La perception des inégalités, vécues de manière de plus en plus personnelle et liée à des critères de comparaison immédiats, influence directement les réactions sociales vis-à-vis de la déviance. Lorsque l’inégalité est perçue comme une responsabilité individuelle, les comportements déviants peuvent être interprétés non seulement comme des écarts par rapport aux normes sociales, mais aussi comme des signes d’échec personnel. Les individus sont jugés en fonction de leur capacité à naviguer dans un environnement perçu comme égalitaire, mais où les écarts sont néanmoins profonds. Dans ce contexte, la stigmatisation des personnes déviantes peut alors s’accentuer, en les assignant à une position de marginalité dont elles seraient responsables.

 

Ces réflexions soulèvent des questions importantes concernant les effets de ces transformations des inégalités sur les représentations de la déviance, ainsi que sur les pratiques déviantes et les réactions sociales qu’elles suscitent. Quelles sont les effets de ces mutations sur la dimension symbolique des inégalités, c’est-à-dire sur les effets de catégorisation (assignations, discriminations, etc.) des groupes désignés comme déviants ? Dans quelle mesure les politiques et dispositifs de lutte contre les inégalités ont-ils des effets sur la production de la déviance ? En effet, ces dispositifs, bien que intentionnés pour réduire les inégalités, peuvent parfois conduire paradoxalement à une production ou une reproduction de formes de déviance, en stigmatisant davantage certaines populations. Existe-t-il des mobilisations sociales de contestation des inégalités revendiquant un changement de normes sociales susceptibles d’être perçus, traités comme déviants ou user de répertoires d’actions illégalisés, etc. ? Les principales théories de la déviance et du contrôle social (socialisation déviante, frustration relative, interactionnisme, …) peuvent-elles rendre compte des transformations de l’expérience des inégalités ?
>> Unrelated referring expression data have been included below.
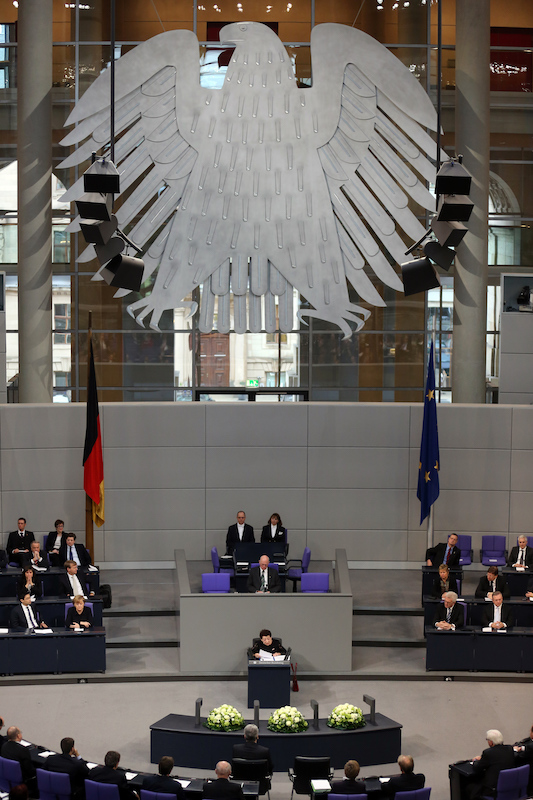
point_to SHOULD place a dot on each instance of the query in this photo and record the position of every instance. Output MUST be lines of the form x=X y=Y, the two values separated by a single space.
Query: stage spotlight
x=449 y=234
x=419 y=276
x=102 y=176
x=97 y=231
x=124 y=272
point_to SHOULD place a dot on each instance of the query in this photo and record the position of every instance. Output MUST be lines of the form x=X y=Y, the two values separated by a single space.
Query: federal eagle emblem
x=263 y=186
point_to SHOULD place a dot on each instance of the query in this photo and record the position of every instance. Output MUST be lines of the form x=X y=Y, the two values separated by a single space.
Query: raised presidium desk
x=198 y=747
x=60 y=651
x=474 y=650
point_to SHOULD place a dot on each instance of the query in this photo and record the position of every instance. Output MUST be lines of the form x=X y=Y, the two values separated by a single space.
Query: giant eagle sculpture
x=263 y=186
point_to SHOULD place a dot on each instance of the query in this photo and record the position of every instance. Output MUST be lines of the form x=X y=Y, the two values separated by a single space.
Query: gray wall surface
x=341 y=475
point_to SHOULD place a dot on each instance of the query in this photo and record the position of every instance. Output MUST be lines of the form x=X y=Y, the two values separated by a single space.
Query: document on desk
x=264 y=655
Enfin, on pourra également s’interroger sur les interactions complexes entre les dimensions sociales et écologiques, qui soulignent la manière dont  choix sociaux et environnement sont inextricablement liés. Les questions environnementales, telles que le changement climatique, ne peuvent être dissociées des inégalités sociales qu’elles exacerbent, tout comme les mobilisations écologiques, parfois perçues comme déviantes, peuvent être vues comme des réponses radicales aux injustices sociales et environnementales. En ce sens, les mouvements sociaux contemporains cherchent non seulement à réconcilier les dimensions sociales et écologiques, mais aussi à repenser les normes sociales elles-mêmes, ce qui soulève des interrogations sur la manière dont les pratiques déviantes peuvent être interprétées et, en retour, influencer les rapports sociaux et les politiques publiques. Comment soutenir les comportements déviants lorsqu’ils sont porteurs de vraies propositions sociétales ?

 

Anderson N., The Hobo: the Sociology of the Homeless Man, Chicago, University of Chicago Press, 1923.

Becker H., Outsiders, New York, Free Press, 1963, tr. fr. Outsiders. Études de sociologie de la déviance, préface de J.-M. Chapoulie, Paris, A.-M. Métailié, 1985.
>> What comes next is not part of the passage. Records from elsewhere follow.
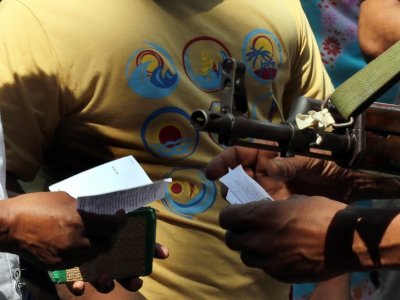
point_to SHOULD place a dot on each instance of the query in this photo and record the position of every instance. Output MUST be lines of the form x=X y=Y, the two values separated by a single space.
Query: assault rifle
x=370 y=142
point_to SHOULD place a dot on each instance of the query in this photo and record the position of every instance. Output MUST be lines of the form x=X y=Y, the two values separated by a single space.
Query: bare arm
x=379 y=26
x=305 y=239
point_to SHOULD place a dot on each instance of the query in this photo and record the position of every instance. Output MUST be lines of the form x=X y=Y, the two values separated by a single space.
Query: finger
x=103 y=225
x=161 y=251
x=131 y=284
x=219 y=165
x=242 y=216
x=76 y=288
x=254 y=260
x=104 y=284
Dubet F., Le temps des passions tristes. Inégalités et populisme, Seuil, La Républiques des idées, 2019.

Dubet, F., Tous inégaux, tous singuliers. Repenser la solidarité, Seuil, 2022.

Grafmeyer Y. et Joseph I., L’École de Chicago, naissance de l’écologie urbaine, textes traduits et présentés, Paris, Flammarion, Collection « Champs Essais », 2009.

Goffman, Erving, Asiles, Paris, Editions de Minuit, 1968.

Heurtaux J., Renault R. et Tarragoni F. (Dir.), « Etats de crise », Tracés. Revue de Sciences humaines, numéro 44, 2023.

Le Breton D., L’interactionnisme symbolique, Paris, Presses Universitaires de France, 2012.

Park R., Burgess E. et McKenzie R., The City. Suggestions for Investigation of Human Behavior in the Urban Environment, Chicago, University of Chicago Press, 1967.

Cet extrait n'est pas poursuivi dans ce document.